Note You need to log in before you can comment on or make changes to this bug.
Description Kouhei Sutou 2009-08-09 21:18:33 UTC
RFC4178 says SPNEGO negTokenInit reqFlags is BIT STRING:
  NegTokenInit ::= SEQUENCE {
    reqFlags        [1] ContextFlags  OPTIONAL,
      -- inherited from RFC 2478 for backward compatibility,
      -- RECOMMENDED to be left out
  ContextFlags ::= BIT STRING {
  } (SIZE (32))
from http://tools.ietf.org/html/rfc4178#section-4.2.1

source4/auth/gensec/spnego_parse.c:read_negTokenInit() reads reqFlags as INTEGER (asn1_read_Integer() is used) not BIT STRING.

NOTE: Likewise(*1) sends reqFlags. Likewise can't join Samba4's Active Directory domain because Samba4 reports an error in asn1_read_Integer().

FYI: Samba3 doesn't have this bug. source3/libsmb/clispnego.c:parse_negTokenTarg() handles reqFlags as BIT STRING not INTEGER.
Comment 1 Kouhei Sutou 2009-08-09 21:24:42 UTC
I have some solution ideas. Which solution do you like?

(1) We implement asn1_{read,write}_BitString() and use them in {read,write}_negTokenInit().
(2) We just ignore reqFlags because RFC4178 says "RECOMMENDED to be left out
". This is the same solution as source3/libsmb/clispnego.c:parse_negTokenTarg().

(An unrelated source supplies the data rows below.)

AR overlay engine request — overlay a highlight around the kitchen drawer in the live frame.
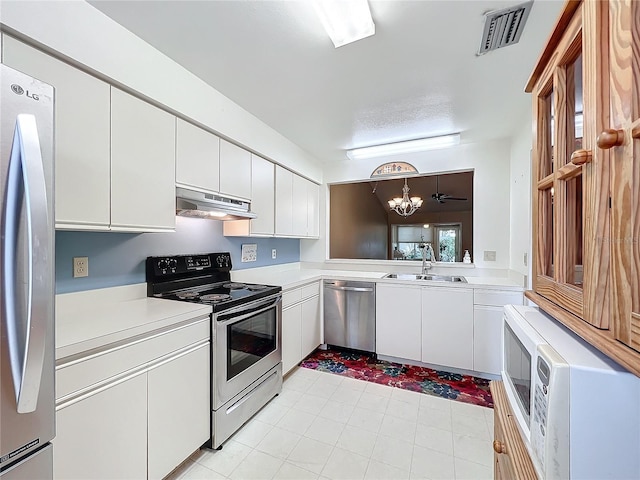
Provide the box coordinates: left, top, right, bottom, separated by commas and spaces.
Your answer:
283, 281, 320, 309
301, 282, 320, 300
56, 317, 209, 400
474, 289, 523, 307
282, 289, 302, 308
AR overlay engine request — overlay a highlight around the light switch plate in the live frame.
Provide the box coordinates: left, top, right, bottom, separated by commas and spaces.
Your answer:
483, 250, 497, 261
241, 244, 257, 262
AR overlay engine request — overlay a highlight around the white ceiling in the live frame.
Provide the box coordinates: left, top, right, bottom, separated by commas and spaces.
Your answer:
89, 0, 564, 163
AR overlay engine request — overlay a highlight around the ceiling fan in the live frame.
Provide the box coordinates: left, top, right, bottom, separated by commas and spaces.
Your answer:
431, 176, 468, 203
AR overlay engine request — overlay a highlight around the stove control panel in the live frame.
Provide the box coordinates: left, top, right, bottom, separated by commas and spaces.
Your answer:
147, 252, 232, 278
186, 255, 211, 270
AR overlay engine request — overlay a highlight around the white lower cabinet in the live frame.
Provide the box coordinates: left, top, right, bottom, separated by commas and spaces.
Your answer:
282, 303, 303, 374
376, 283, 522, 374
54, 318, 210, 480
54, 373, 148, 480
473, 289, 524, 375
281, 281, 321, 374
147, 344, 210, 480
376, 284, 422, 362
473, 305, 504, 375
422, 287, 474, 370
301, 293, 321, 359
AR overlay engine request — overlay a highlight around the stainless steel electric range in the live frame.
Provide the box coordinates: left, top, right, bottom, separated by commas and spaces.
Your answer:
146, 252, 282, 449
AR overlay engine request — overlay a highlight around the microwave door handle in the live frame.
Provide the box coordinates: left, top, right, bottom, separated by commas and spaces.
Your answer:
2, 114, 50, 413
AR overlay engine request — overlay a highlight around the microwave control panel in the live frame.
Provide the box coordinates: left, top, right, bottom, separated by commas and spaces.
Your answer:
531, 356, 550, 473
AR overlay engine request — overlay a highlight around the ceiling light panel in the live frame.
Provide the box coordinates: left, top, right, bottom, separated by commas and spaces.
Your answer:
313, 0, 375, 48
347, 134, 460, 160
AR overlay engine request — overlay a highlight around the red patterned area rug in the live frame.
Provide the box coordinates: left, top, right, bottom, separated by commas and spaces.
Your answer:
300, 348, 493, 408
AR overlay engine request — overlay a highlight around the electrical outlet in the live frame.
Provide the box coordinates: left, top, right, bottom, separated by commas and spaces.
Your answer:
483, 250, 497, 262
272, 249, 277, 259
73, 257, 89, 278
523, 252, 528, 266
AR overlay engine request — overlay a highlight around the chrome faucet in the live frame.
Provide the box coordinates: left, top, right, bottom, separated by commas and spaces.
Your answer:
420, 243, 436, 274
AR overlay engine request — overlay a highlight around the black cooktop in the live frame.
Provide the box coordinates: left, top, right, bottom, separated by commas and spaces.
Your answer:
146, 253, 281, 313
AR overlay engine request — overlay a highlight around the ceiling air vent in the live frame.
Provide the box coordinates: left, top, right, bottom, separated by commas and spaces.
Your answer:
478, 1, 533, 55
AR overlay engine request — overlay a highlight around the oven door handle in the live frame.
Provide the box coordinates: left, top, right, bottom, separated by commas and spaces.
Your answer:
216, 295, 281, 325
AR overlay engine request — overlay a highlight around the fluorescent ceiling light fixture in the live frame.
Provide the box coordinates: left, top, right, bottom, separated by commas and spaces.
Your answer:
313, 0, 375, 48
347, 134, 460, 160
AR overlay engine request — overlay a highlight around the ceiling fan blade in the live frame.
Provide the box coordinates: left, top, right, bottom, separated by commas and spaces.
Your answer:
443, 197, 467, 201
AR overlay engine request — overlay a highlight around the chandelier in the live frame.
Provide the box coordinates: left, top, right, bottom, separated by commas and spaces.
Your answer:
387, 178, 423, 216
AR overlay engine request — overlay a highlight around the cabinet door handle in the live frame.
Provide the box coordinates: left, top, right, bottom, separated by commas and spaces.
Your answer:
493, 440, 507, 454
597, 129, 624, 149
570, 149, 592, 165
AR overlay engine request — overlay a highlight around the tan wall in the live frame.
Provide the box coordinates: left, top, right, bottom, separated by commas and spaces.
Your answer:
329, 183, 388, 259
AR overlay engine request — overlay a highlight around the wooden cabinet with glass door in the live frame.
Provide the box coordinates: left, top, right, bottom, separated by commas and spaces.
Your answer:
608, 0, 640, 354
528, 0, 609, 327
526, 0, 640, 377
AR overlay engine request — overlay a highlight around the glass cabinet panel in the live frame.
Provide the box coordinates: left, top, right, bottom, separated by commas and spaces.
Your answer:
532, 24, 584, 319
565, 175, 583, 288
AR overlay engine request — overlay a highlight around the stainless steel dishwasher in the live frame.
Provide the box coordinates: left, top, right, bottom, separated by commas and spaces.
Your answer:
323, 280, 376, 353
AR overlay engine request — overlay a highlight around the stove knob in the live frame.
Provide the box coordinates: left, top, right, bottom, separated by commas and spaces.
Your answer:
216, 256, 225, 267
157, 259, 168, 271
168, 259, 178, 269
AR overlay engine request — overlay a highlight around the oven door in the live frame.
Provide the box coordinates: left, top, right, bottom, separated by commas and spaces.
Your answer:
213, 293, 282, 408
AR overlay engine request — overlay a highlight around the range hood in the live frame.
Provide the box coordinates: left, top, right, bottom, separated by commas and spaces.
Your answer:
176, 187, 257, 221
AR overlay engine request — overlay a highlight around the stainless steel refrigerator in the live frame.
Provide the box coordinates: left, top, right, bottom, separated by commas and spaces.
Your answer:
1, 64, 55, 478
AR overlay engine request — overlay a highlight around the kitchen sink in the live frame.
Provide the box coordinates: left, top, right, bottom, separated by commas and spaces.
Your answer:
384, 273, 467, 283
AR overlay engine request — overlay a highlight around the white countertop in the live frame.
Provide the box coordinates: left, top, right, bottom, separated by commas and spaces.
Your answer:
56, 294, 211, 360
232, 265, 524, 291
56, 265, 522, 360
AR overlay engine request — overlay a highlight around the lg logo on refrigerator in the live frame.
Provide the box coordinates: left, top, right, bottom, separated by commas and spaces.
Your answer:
10, 83, 40, 101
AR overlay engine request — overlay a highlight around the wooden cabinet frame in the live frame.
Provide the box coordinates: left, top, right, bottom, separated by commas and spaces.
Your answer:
526, 0, 640, 378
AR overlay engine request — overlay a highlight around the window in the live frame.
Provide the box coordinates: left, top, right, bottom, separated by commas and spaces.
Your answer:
391, 223, 462, 262
435, 225, 461, 262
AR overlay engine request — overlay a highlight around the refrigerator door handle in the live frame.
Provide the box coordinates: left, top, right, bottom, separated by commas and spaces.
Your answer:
2, 114, 50, 414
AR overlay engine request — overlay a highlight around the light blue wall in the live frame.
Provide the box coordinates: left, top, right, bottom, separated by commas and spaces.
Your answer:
55, 216, 300, 294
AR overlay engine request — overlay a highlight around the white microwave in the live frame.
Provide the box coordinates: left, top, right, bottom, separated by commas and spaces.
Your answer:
502, 305, 640, 480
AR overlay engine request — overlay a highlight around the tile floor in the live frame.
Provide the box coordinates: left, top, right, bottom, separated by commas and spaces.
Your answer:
167, 367, 495, 480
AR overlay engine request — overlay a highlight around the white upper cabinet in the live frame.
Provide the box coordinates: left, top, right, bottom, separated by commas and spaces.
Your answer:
275, 165, 294, 236
219, 139, 251, 200
274, 165, 320, 238
111, 88, 176, 231
175, 118, 220, 193
2, 35, 111, 230
223, 154, 275, 237
307, 181, 320, 238
248, 154, 275, 235
292, 173, 308, 236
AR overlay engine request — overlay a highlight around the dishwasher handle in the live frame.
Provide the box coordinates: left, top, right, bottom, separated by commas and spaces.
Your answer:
324, 284, 374, 293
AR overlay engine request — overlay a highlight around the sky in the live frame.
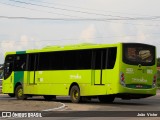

(2) will be easier rather than (1).
Comment 2 Stefan Metzmacher 2009-08-12 04:43:48 UTC
I'd like to see solution 1.

Can you attach a network capture please.

Comment 3 Kouhei Sutou 2009-08-12 23:34:27 UTC
Created attachment 4551 [details]
a packet capture screenshot

I lined a target packet with red.

0xa1: reqFlags tag
0x04: reqFlags packet length
0x03: BIT STRING tag (not INTEGER = 0x02)
0x02: BIT STRING packet length
0x01: number of unused bit
0x7c: flags (the last bit is unused)
Comment 4 Andrew Bartlett 2009-08-12 23:41:53 UTC
By packet capture we do mean the PCAP formatted file.  Please save the capture and attach it to this bug.  Screen-shots are not helpful, sorry. 
Comment 5 Kouhei Sutou 2009-08-13 00:30:17 UTC
Created attachment 4552 [details]
Comment 6 Kouhei Sutou 2009-08-13 01:07:21 UTC
Created attachment 4553 [details]
an implementation.
Comment 7 Kouhei Sutou 2009-08-13 01:13:55 UTC
Created attachment 4554 [details]
revised patch.

Oops. The previous patch has a memory leak...
Comment 8 Stefan Metzmacher 2009-08-13 05:13:04 UTC
can you point me to the documentation where the encoding of BIT Strings is defined. I can't find a definition that has understandable examples.

As heimdal does this correct I looked add asn1_compile and its output,
but I didn't understand it...

Are more that 32 bits allowed in ASN.1?

MIT has this #define»BIT_STRING_PADDING»·····0x01

Is this real padding (why has it a non zero value then)
or does that have a meaning?

Comment 9 Kouhei Sutou 2009-08-13 06:26:14 UTC
(In reply to comment #8)
> can you point me to the documentation where the encoding of BIT Strings is
> defined. I can't find a definition that has understandable examples.

I showed it in Bug #6625.

Please see section 8.6 in
Comment 10 Matthias Dieter Wallnöfer 2009-09-07 15:03:03 UTC
Metze, could you comment on the latest patch? So we could apply it and close this one.
Comment 11 Guenther Deschner 2009-09-17 12:30:26 UTC
looking into this.
Comment 12 Guenther Deschner 2009-09-17 13:11:50 UTC
Ok, a slightly modified version has been pushed to master.